Let's see how this works.  Suppose you have data on four litters of puppies in which a severe type of muscular dystrophy has occurred.  The litters show these phenotypic distributions:

    Litter 1 -- three normal, two muscular dystrophy

    Litter 2 -- one normal, two dystrophy

    Litter 3 -- two normal, two dystrophy

    Litter 4 -- three normal, two dystrophy. 

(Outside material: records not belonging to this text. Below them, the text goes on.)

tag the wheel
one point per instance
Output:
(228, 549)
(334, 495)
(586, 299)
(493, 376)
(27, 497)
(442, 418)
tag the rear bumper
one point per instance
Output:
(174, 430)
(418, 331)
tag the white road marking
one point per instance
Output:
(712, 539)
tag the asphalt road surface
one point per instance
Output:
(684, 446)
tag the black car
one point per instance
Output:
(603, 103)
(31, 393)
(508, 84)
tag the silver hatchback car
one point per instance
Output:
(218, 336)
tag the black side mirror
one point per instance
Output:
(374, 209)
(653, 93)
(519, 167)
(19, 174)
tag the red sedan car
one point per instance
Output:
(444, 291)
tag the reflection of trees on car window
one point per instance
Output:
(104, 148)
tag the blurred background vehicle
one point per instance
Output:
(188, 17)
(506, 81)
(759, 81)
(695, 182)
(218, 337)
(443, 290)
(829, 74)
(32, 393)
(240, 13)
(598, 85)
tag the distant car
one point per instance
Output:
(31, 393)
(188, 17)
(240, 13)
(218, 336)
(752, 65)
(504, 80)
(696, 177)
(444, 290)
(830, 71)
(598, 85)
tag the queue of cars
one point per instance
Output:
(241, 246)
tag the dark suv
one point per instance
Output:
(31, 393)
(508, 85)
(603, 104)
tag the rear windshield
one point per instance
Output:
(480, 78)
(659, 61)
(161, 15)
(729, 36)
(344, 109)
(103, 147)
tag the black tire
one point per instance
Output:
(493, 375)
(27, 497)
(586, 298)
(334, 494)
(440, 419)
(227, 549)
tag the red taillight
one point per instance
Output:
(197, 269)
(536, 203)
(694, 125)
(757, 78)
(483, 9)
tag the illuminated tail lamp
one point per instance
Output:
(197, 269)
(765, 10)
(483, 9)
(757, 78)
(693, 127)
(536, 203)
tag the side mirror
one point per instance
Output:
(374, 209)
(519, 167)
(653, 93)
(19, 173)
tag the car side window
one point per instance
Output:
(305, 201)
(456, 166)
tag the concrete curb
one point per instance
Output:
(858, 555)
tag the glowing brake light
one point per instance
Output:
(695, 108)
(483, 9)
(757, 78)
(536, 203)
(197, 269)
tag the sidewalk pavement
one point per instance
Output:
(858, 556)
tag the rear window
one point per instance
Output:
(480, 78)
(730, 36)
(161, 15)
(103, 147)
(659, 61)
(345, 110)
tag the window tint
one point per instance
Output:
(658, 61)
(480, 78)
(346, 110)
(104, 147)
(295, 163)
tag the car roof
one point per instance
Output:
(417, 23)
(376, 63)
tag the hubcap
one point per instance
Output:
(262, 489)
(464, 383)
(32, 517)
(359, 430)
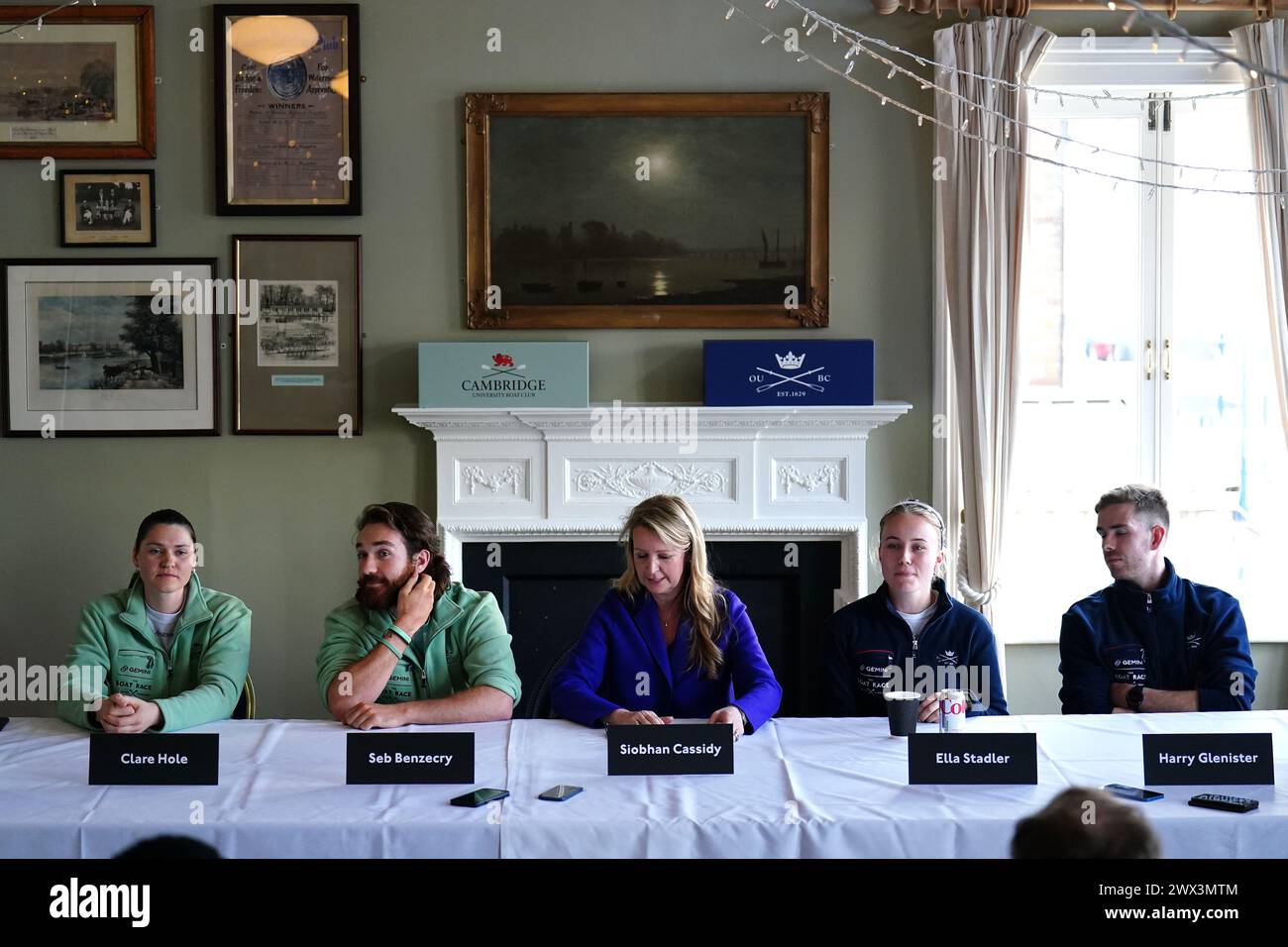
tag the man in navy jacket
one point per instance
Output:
(1151, 641)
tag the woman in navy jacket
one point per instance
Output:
(666, 641)
(910, 634)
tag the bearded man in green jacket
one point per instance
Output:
(411, 646)
(171, 654)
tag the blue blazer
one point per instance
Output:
(621, 663)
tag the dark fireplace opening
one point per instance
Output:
(548, 590)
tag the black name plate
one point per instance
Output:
(398, 758)
(1004, 759)
(1210, 759)
(678, 749)
(154, 759)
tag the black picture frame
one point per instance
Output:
(273, 394)
(231, 195)
(72, 406)
(107, 208)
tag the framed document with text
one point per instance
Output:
(297, 361)
(287, 125)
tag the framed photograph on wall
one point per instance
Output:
(297, 367)
(287, 132)
(692, 210)
(107, 208)
(80, 86)
(108, 347)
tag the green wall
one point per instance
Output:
(275, 513)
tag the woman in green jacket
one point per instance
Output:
(172, 655)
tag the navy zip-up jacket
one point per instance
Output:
(1180, 637)
(868, 648)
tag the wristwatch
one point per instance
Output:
(1134, 697)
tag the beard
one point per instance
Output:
(378, 595)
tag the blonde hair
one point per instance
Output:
(674, 522)
(914, 508)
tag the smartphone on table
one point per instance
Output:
(478, 797)
(1132, 792)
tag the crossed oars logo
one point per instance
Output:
(795, 379)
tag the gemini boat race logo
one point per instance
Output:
(503, 379)
(795, 384)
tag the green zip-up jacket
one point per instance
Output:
(201, 680)
(462, 646)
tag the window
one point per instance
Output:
(1145, 339)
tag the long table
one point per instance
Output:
(803, 789)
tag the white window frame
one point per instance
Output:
(1091, 64)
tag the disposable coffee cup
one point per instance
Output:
(902, 707)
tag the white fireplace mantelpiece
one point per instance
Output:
(511, 474)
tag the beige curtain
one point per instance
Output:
(980, 215)
(1262, 44)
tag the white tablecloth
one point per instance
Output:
(281, 793)
(803, 788)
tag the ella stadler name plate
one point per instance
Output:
(678, 749)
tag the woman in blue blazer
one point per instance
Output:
(666, 641)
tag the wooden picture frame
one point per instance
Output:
(642, 210)
(107, 208)
(303, 158)
(108, 347)
(107, 111)
(297, 357)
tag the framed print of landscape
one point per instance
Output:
(80, 86)
(677, 210)
(108, 347)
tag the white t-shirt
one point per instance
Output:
(162, 625)
(918, 621)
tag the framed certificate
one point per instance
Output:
(287, 125)
(80, 86)
(297, 367)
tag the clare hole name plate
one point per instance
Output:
(1209, 759)
(1001, 759)
(154, 759)
(678, 749)
(408, 758)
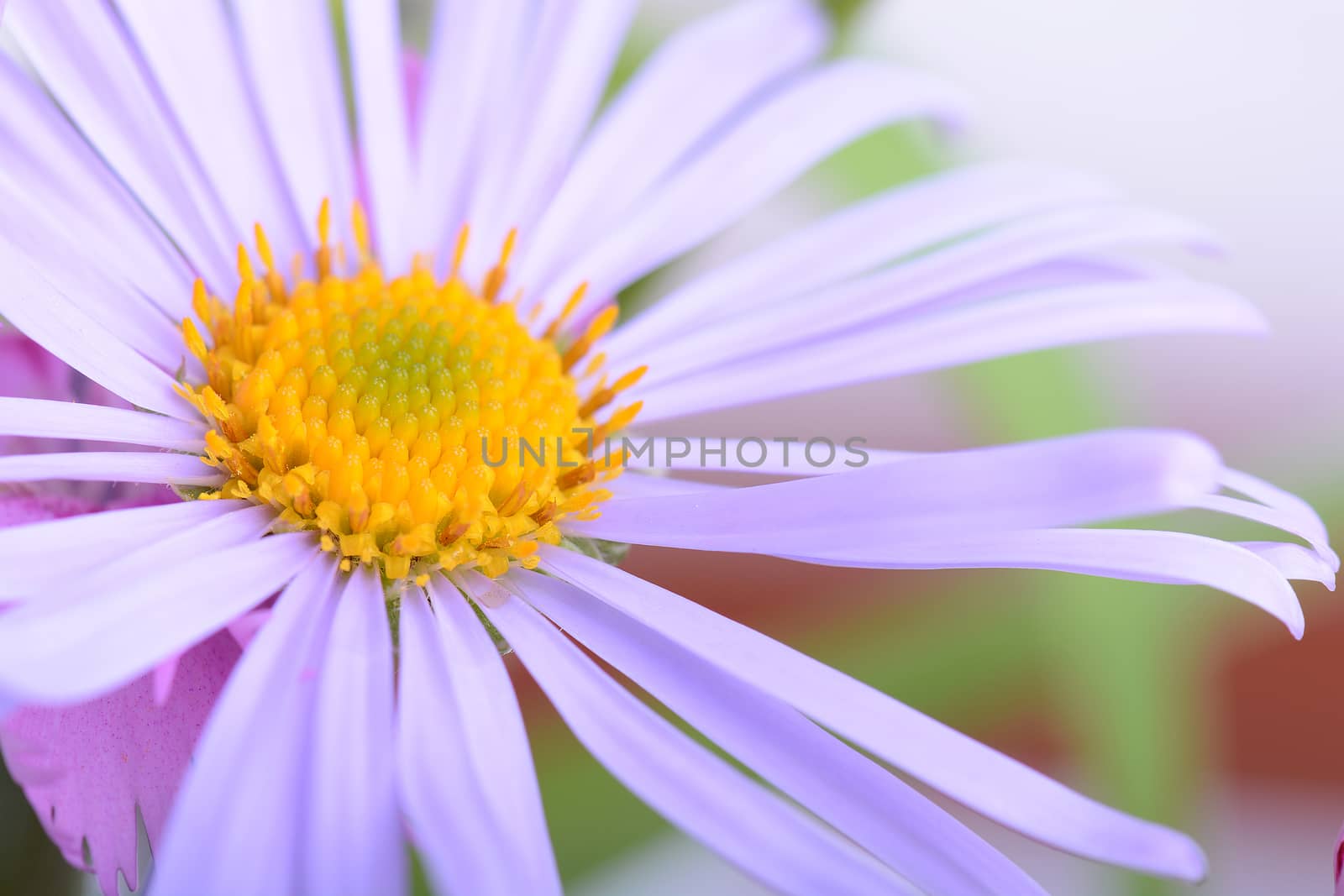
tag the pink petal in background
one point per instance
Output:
(87, 768)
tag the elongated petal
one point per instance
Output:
(971, 773)
(690, 786)
(822, 112)
(46, 316)
(784, 456)
(81, 645)
(859, 238)
(71, 270)
(255, 752)
(37, 418)
(456, 793)
(866, 802)
(109, 466)
(375, 53)
(49, 164)
(87, 768)
(291, 60)
(979, 332)
(575, 66)
(460, 85)
(911, 288)
(87, 62)
(354, 842)
(1280, 510)
(42, 553)
(1139, 555)
(1294, 562)
(1062, 481)
(192, 50)
(691, 85)
(495, 732)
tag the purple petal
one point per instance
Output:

You suspect this condition is a simple one-gene autosomal recessive.  You have a total of 9 normal : 8 dystrophy.  This is clearly not the three-to-one ratio expected for an autosomal recessive -- it fact, it looks a lot more like a 1 : 1 ratio.  If you do a normal chi-square test on these data, here's what you will get::

Phenotypes Observed (O) Expected (E) Difference (d)          d2      d2 / E
Normal         9           12.75           3.75        14.06      1.10
Dystrophy         8             4.25           3.75        14.06      3.31
Total       17            4.41

This chi-square number, if you check the table, is too high to confirm your hypothesis of autosomal recessive inheritance.  It looks like your first guess was wrong.  However, if you remember that you should correct for the possibility that you missed litters in which, by chance, no affected puppies appeared, you will apply the above correction factors for each litter::

Litter Affected, Observed Affected, Expected (uncorrected) Affected, Expected (corrected)
Litter one (five pups) 2           1.25       1.640
Litter two (three pups) 2           0.75       1.297
Litter three (four pups) 2           1.00       1.463
Litter four (five pups) 2



Total 8           4.25       6.040

Notice how the corrected expected proportion is now closer to the observed proportion of affected puppies:  that's what you would anticipate, if you were under-counting normal puppies.  Let's take this corrected proportion and do the same chi-square test.  We'll get the corrected expected proportion of normal puppies by subtracting the corrected dystrophy proportion from the total number of 17 puppies (17 - 6.04 = 10.96) and then go on as before:

Phenotypes Observed (O) Expected (E) Difference (d)          d2      d2 / E
Normal         9           10.96           1.96        3.84      0.35
Dystrophy         8             6.04           1.96        3.84      0.64
Total       17            0.98

There, wasn't that simple?  And now our chi-square number, 0.98, is much smaller.  This result now shows no difference between expected and observed:  our hypothesis is now, corrected, supported by our data.  This doesn't mean that it is true, but it means that it could be true.  There are other things you as a breeder could now do to establish that this really is a single-gene recessive trait.